MSF demande à nouveau à Johnson & Johnson de retirer ou d’abandonner les brevets étendus sur les médicaments contre la tuberculose

Le récent accord prévoyant un accès contrôlé aux génériques dans un nombre limité de pays ne va pas assez loin.

Alors que le brevet principal de 20 ans de Johnson & Johnson (J&J) sur la bédaquiline, un médicament essentiel et salvateur contre la tuberculose résistante, expire aujourd’hui dans la majorité des pays, dont l’Inde, Médecins Sans Frontières (MSF) réitère son appel au groupe pharmaceutique américain. MSF demande à J&J d’annoncer publiquement qu’il n’appliquera aucun brevet « secondaire » pour ce médicament dans les pays où le fardeau de la tuberculose est élevé. MSF demande également à J&J de retirer et d’abandonner toutes les demandes de brevets secondaires en cours pour ce médicament essentiel partout dans le monde. MSF demande en outre à J&J de s’engager à n’intenter aucune action en justice contre un fabricant de génériques qui exporterait des versions génériques de la bédaquiline vers ou à partir de pays où la tuberculose est très répandue et où il existe des brevets secondaires sur le médicament. L’entreprise devrait rendre cette annonce publique d’ici le sommet des Nations Unies sur la tuberculose qui se tiendra à New York en septembre.
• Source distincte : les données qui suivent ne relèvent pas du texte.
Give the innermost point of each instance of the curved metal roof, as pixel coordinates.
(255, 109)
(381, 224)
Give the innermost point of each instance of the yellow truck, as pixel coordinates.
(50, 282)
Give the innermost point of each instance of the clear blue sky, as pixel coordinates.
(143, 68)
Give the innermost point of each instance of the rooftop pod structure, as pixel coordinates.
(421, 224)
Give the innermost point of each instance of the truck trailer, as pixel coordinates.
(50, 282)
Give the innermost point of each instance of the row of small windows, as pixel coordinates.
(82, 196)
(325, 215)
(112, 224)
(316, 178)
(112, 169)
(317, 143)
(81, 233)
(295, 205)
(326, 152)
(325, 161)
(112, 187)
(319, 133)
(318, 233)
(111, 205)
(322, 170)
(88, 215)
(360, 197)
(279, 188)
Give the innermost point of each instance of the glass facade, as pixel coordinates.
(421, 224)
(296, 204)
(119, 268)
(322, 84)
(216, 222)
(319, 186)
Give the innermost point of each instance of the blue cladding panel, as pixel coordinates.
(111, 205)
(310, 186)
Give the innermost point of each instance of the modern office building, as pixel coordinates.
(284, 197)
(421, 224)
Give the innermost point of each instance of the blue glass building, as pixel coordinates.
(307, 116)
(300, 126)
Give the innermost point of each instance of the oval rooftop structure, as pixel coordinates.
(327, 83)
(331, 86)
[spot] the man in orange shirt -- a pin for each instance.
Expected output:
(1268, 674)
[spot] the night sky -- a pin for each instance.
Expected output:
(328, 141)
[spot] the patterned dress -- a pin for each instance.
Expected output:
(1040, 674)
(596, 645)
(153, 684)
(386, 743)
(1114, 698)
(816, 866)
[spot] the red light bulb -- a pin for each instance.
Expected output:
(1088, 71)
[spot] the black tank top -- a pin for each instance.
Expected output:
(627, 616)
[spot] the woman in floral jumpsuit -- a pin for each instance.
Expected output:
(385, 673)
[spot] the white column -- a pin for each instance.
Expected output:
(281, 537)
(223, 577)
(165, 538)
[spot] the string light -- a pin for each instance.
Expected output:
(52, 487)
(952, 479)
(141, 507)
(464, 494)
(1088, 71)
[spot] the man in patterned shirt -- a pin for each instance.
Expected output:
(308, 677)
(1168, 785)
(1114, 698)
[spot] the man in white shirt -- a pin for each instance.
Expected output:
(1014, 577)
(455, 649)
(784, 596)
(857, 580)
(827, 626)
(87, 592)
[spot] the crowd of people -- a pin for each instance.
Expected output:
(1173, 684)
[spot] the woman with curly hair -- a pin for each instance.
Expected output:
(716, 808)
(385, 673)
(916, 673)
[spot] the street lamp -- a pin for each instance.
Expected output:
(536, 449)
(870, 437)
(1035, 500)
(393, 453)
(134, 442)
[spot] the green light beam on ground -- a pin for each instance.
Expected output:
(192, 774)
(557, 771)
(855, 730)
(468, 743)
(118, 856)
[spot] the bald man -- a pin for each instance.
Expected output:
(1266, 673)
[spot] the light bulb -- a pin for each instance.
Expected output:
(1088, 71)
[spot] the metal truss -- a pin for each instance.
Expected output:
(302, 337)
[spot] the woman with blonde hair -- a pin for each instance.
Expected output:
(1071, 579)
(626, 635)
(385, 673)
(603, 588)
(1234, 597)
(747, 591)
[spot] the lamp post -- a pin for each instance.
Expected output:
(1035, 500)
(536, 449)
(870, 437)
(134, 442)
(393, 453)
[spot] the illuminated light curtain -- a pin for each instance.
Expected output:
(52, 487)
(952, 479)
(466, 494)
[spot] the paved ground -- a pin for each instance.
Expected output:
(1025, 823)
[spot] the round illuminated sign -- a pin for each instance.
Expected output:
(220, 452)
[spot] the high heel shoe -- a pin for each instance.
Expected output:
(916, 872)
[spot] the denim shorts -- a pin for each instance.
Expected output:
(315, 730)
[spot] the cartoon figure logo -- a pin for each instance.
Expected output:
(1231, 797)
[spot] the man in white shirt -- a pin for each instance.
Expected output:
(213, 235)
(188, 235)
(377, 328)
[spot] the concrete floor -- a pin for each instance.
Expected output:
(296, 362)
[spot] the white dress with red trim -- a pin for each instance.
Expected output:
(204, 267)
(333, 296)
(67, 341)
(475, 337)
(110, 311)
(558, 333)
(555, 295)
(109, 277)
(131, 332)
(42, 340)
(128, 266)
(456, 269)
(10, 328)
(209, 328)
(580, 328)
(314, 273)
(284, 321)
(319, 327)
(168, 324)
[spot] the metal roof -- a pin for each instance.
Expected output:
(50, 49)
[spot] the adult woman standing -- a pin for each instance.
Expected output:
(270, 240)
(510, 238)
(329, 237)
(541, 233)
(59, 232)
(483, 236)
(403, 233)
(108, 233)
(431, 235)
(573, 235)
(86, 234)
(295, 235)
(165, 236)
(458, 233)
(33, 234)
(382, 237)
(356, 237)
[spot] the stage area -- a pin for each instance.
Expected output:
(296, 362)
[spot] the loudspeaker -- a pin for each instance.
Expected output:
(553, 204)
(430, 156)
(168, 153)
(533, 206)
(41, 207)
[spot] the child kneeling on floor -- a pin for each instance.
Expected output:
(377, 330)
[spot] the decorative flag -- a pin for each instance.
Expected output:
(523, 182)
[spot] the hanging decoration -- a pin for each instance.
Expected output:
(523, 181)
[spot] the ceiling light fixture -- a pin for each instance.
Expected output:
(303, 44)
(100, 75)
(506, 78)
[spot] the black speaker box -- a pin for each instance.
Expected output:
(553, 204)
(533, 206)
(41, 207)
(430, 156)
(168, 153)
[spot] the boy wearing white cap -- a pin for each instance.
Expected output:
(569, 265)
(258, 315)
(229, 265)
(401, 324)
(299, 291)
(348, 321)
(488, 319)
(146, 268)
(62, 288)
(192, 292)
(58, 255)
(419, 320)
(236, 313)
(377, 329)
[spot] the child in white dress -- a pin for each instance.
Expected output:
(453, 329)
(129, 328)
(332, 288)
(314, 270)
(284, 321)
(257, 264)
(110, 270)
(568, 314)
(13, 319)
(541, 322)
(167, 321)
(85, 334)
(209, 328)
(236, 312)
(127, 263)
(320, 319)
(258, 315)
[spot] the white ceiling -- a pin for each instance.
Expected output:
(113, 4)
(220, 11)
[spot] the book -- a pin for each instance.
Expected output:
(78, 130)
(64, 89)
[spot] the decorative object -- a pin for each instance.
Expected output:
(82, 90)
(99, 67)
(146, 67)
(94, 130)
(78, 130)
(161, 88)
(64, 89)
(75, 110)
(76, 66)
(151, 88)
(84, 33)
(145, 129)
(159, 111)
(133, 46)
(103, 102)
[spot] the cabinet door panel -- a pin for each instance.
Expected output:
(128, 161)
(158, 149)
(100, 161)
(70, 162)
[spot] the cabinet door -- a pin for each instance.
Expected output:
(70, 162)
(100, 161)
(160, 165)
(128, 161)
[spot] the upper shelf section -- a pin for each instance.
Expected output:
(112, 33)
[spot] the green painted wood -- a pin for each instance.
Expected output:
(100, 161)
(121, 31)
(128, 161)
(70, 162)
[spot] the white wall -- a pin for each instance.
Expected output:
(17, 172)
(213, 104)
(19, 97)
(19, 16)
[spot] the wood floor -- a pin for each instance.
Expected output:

L’annonce faite la semaine dernière par le Stop TB Partnership/Global Drug Facility (GDF) au sujet d’un accord avec J&J visant à accroître l’accès à des versions génériques abordables de la bédaquiline n’offre qu’une solution partielle au problème de l’accès. En effet, l’accord exclut de nombreux pays où la prévalence de la tuberculose est élevée, principalement en Europe de l’Est et en Asie centrale (EOCA).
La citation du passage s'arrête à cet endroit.